Bigfoot hoax for sale on eBay

By Daniel Silliman


The costume used by two Clayton County men in a Bigfoot hoax is being sold on eBay.

The online auction closes at 9 p.m., Thursday. By Wednesday night, to the surprise of the seller, 21 different bidders had pushed the price of the "Bigfoot Hoax Body & Display" up over $200,000.

The body is being sold by an Ashville, N.C., group which researchers hoaxes. The group's president, Joshua P. Warren, said the proceeds of the eBay auction will go to reimburse William Lett, an Indiana investor who was fooled into paying $50,000 for what he thought was the corpse of the legendary man-ape creature. The rest of the money will be used in the research of paranormal hoaxes.

"We're taking a bad situation and trying to get some redemption out of it," Warren said. "This was one of the most successful hoaxes that has ever been pulled off ... I think this should be seen by researchers, the curious and historians. I think a show-business-minded person should realize that if you put this thing on display, people would want to see it."

Warren said none of the proceeds will go to the hoaxers: Matt Whitton, a former Clayton County police officer, Rick Dyer, Matt's friend and partner, or Tom Biscardi, a California man who promotes "Bigfoot finds" full-time.

Dyer and Whitton are working with Warren, though, and have agreed to visit whoever buys the hoax costume and "restore the illusion," so it looks like it did when they attracted international attention with their claims to have found a Bigfoot corpse.

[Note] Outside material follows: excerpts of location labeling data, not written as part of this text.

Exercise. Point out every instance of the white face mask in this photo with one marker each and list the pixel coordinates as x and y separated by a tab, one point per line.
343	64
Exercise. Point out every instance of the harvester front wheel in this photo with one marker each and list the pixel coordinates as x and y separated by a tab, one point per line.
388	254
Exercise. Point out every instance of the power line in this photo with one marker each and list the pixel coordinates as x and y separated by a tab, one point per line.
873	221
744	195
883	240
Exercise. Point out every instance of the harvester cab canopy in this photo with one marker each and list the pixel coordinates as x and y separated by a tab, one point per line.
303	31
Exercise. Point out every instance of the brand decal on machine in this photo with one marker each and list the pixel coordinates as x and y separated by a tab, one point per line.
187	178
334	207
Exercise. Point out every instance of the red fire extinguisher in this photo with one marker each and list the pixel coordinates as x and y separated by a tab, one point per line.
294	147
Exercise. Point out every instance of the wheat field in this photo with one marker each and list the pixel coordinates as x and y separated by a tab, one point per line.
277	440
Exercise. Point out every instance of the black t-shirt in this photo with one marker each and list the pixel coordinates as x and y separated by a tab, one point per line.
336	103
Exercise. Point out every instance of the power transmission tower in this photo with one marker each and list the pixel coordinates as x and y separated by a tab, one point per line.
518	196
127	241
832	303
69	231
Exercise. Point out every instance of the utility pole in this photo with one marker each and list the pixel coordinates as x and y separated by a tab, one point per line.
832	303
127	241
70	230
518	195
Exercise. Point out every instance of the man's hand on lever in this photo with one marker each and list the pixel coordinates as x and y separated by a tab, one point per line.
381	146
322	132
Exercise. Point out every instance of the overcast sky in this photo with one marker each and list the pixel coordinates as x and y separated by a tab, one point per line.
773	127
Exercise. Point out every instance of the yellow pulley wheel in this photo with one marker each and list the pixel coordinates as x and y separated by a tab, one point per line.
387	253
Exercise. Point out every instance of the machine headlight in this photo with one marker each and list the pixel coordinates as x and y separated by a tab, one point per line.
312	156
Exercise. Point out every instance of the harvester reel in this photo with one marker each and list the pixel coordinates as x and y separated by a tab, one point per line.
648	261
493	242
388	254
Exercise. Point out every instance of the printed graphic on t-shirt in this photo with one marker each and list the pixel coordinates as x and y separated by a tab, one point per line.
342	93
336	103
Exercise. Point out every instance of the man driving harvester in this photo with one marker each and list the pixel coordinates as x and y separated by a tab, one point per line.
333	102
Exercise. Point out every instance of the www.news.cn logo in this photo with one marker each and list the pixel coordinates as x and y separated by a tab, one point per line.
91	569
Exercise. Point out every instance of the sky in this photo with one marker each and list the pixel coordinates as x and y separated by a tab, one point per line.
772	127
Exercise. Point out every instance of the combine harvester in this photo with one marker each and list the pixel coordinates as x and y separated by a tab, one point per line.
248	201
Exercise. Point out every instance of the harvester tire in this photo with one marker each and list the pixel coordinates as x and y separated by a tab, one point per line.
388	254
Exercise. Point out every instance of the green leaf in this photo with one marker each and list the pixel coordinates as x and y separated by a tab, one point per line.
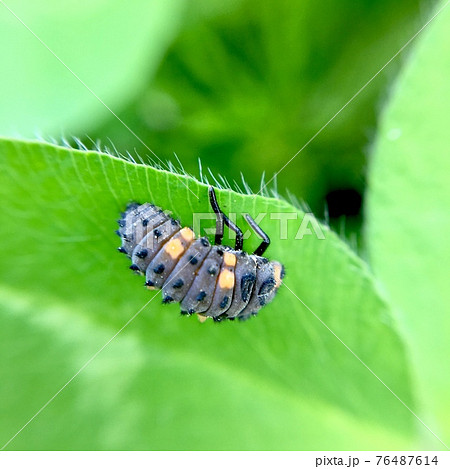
279	381
112	47
245	89
408	214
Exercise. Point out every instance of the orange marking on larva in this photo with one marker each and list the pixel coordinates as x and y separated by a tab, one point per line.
277	275
229	259
226	279
187	234
174	248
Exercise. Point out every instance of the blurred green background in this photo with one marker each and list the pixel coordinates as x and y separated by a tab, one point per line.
242	86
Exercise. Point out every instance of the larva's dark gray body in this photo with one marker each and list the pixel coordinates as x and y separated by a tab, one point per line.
212	281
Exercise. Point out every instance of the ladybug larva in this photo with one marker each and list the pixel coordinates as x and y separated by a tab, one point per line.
209	280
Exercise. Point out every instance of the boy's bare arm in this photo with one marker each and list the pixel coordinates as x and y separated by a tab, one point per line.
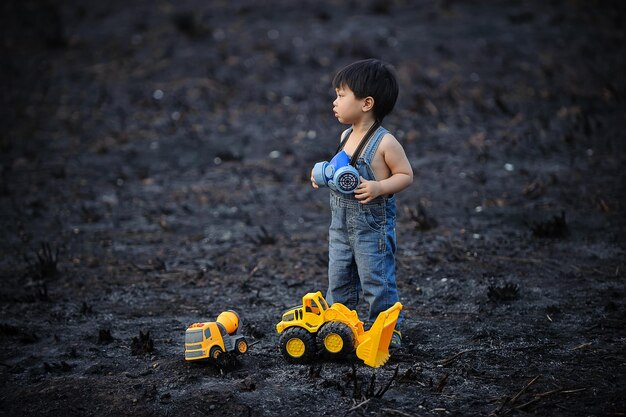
401	173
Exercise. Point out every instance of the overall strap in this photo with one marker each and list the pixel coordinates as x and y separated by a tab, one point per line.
364	141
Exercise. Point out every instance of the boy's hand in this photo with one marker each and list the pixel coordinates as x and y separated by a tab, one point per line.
313	183
367	191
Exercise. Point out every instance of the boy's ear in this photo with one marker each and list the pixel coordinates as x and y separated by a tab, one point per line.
368	103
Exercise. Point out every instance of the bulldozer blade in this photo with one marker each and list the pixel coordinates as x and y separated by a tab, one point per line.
373	348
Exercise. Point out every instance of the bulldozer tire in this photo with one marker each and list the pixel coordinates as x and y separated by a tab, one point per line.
215	352
297	345
242	346
336	339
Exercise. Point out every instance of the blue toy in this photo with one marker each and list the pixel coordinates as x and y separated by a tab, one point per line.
338	174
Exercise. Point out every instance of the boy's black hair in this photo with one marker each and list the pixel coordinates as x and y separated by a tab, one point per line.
371	77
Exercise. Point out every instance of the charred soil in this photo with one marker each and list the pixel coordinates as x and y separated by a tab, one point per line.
155	160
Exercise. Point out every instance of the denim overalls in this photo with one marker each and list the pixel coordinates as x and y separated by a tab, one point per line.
362	244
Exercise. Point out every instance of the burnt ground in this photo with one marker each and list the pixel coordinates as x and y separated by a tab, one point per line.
155	160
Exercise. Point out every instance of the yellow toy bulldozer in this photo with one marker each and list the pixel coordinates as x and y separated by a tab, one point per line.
335	330
211	339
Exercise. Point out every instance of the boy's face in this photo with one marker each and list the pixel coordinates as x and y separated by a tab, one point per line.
347	108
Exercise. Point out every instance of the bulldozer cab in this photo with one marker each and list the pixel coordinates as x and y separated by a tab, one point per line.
314	303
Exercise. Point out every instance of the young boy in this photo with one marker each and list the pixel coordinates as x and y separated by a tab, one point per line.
362	239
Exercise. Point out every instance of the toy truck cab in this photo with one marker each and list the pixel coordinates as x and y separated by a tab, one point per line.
210	339
310	314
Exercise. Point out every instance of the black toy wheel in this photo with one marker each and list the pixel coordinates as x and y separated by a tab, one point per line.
297	345
215	352
336	339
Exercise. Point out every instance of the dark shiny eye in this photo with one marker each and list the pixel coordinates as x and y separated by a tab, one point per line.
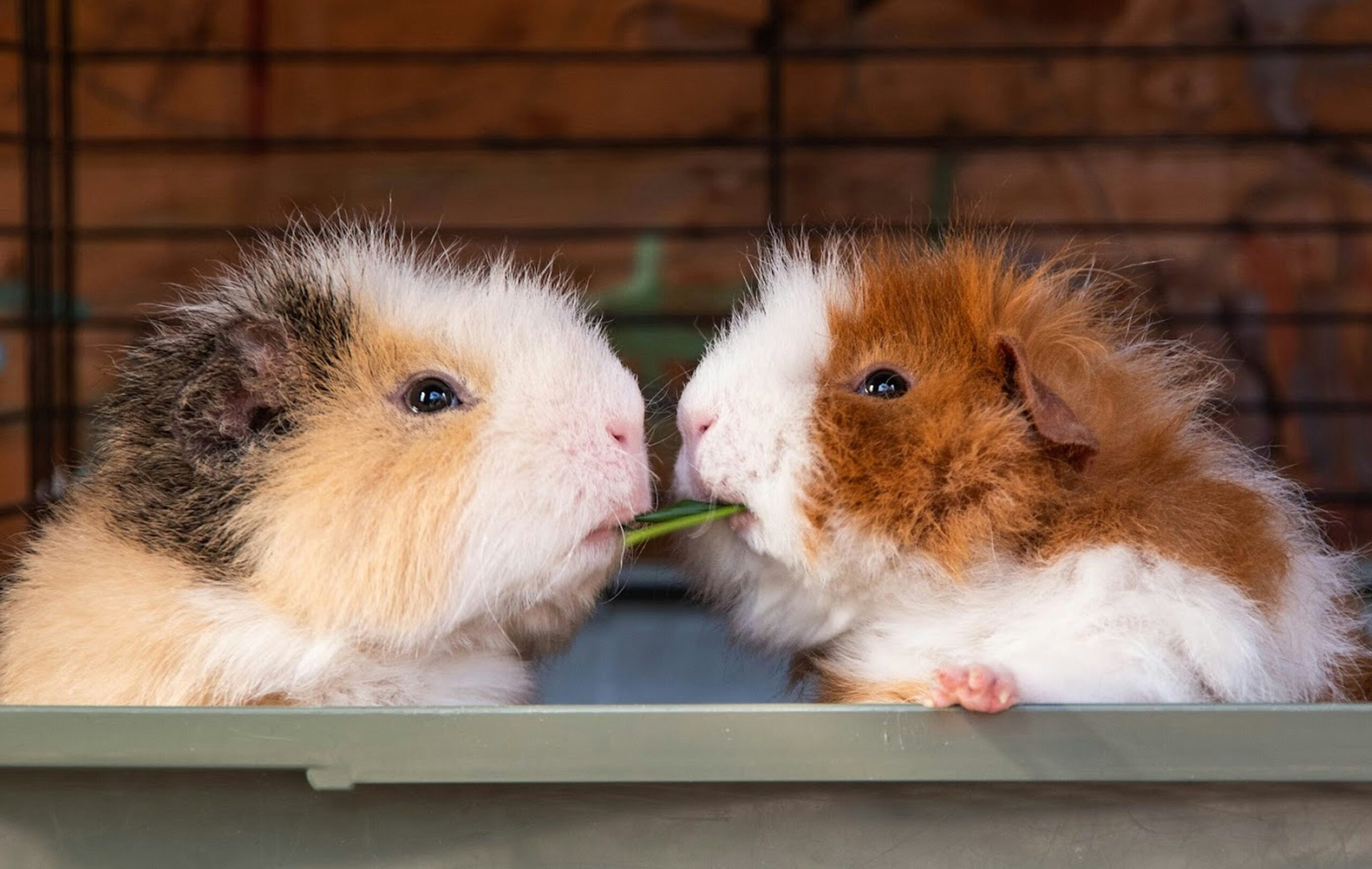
431	396
884	383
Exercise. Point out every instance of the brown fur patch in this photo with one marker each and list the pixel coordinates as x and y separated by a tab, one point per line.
368	492
956	467
837	688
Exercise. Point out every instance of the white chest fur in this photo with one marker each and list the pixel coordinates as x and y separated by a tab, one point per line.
1113	625
248	652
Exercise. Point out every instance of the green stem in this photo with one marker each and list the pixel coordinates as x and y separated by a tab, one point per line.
640	536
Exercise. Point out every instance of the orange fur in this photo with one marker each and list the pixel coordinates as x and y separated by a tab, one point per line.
956	467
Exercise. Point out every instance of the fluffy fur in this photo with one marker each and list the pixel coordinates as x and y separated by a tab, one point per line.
1143	556
264	521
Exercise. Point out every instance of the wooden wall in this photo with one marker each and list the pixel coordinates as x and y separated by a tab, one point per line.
1214	175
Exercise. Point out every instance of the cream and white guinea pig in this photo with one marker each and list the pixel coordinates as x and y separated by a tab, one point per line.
972	482
351	471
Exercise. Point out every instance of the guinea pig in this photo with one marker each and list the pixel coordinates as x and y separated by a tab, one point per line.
972	481
347	471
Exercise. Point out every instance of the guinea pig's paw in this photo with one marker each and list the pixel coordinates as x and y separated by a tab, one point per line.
980	689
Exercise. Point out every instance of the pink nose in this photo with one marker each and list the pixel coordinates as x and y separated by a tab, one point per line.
695	425
626	434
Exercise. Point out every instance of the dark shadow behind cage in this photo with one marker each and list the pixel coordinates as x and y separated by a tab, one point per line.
1218	155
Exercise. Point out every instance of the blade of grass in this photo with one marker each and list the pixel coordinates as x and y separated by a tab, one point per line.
640	536
680	508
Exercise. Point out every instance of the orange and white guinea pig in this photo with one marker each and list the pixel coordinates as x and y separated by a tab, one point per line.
349	471
972	482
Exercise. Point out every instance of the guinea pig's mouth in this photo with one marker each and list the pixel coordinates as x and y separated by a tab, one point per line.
604	534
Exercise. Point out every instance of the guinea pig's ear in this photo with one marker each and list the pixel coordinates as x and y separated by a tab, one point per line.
236	396
1062	432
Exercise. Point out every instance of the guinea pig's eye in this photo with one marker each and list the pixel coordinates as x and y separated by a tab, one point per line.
884	383
431	396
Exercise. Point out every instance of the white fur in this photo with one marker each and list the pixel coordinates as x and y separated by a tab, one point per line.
758	382
260	654
1098	625
542	476
1103	625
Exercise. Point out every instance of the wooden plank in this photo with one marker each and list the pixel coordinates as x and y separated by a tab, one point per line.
1075	95
426	101
1177	183
422	24
453	189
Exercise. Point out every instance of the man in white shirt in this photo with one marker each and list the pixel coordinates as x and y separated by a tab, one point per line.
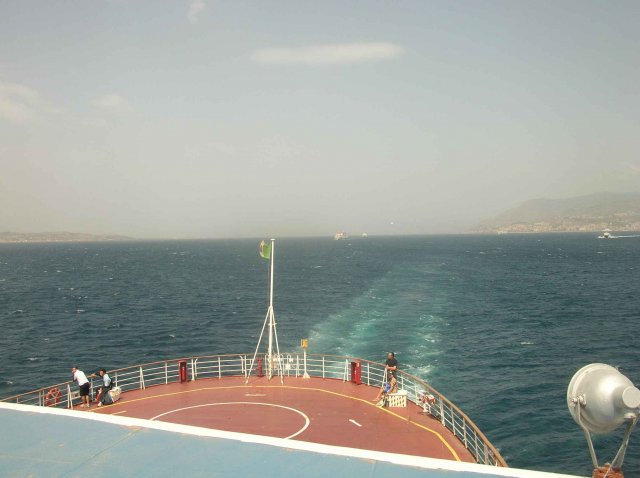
83	383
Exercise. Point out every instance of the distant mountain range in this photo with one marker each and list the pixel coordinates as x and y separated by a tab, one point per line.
58	237
591	213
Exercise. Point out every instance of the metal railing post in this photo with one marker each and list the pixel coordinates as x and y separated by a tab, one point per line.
464	430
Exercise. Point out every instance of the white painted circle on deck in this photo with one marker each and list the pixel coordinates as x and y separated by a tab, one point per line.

The two men are currently facing a lawsuit, brought by the investor who gave them $50,000 for the frozen costume stuffed with butchered animal parts. If the investor makes his money back, the suit could be dropped.

Warren said he didn't know when he posted the item up for auction at a starting bid of $499, if anybody would bid. The item was listed as "Original 2008; Historic," with "item specifics," listing "Weirdness: One of a kind."

The first bidder offered $1,000, though, and after 48 hours, the amount was up to $24,947.

The costume itself can be purchased by the company that makes it for a mere $450 at www.terrordome.com, but Warren said the recreation of the illusion and the "authenticity" of the hoaxers' own costume will be an attraction. "It's the difference between going to Wal-Mart and buying a lightsaber," Warren said, "and having the one in your display case that Darth Vader held in his hand."

The costume, called the "Deluxe Sasquatch," is now being promoted by it's connection to the hoax, with the web site sporting the slogan, "If we can fool the world, then you can fool your friends."

Warren doesn't think selling the "hoax body" glamorizes the hoaxers. The Asheville man believes hoaxes should be studied, to make it harder for future fakes, and aid researchers in separating pranks from real things.

"We want to examine how the media responded," Warren said, "and look at how wishful people were, or how gullible they were. We also want to look at the hoaxer mentality, that psychology, and the lengths these people go to get a kick out of a prank."

Looking at the displayed hoax will be give people the chance, Warren said, to ask themselves, "Would I have been fooled?"